Before this season, Eaves showed his team part of the movie "Seabiscuit" to demonstrate that they had to rely on each other if they were going to make it to the Frozen Four in their home state.
"['Seabiscuit'] talks about the jockey and horse and how they have to work together to get the job done," Eaves said. "They have to be on the same page, and I think as this year has gone on, and over the years together with these seniors, there's a trust that's been built up.
"Once the level of trust is raised to a higher level, you can back off as a coach. I think one of the keys to being an effective coach is giving your team what they need. If they need direction, if they need sternness, then you give it to 'em. If they don't, back off and let them take control.

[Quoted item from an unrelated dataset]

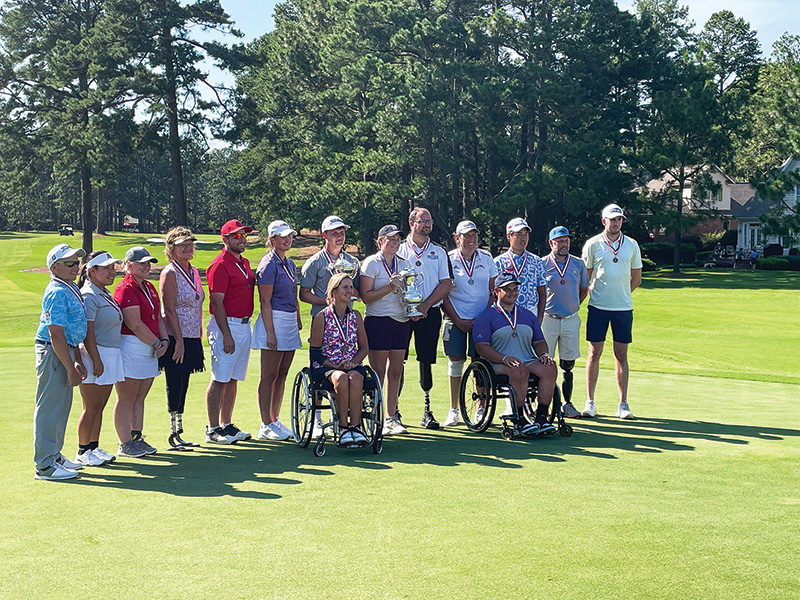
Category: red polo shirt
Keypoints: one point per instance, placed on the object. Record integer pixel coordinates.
(128, 293)
(235, 279)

We, as a coaching staff, were able to do more of that this year, because we had developed that with our seniors."
Gilbert, Burish, MacMurchy, A.J. Degenhardt and Nick Licari will be remembered as the five players who weathered the storm and survived to see this day come true.
"I think the ripple effects from winning this are going to be felt for a while," Eaves said. "I think after watching us, you'll see kids pulling on their mom's and dad's coattails saying, 'I want to get into hockey, I want to be Adam Burish, I want to be Joe Pavelski.'
"I think that's a tremendously healthy thing for hockey in this state. I'm excited to see the ripple effects over the next few years."
Ripple effects of a national championship are a long way from the ripple effects of a team on the brink of ruins.
Now, the only thing that may end up in ruins is Madison after the title celebration.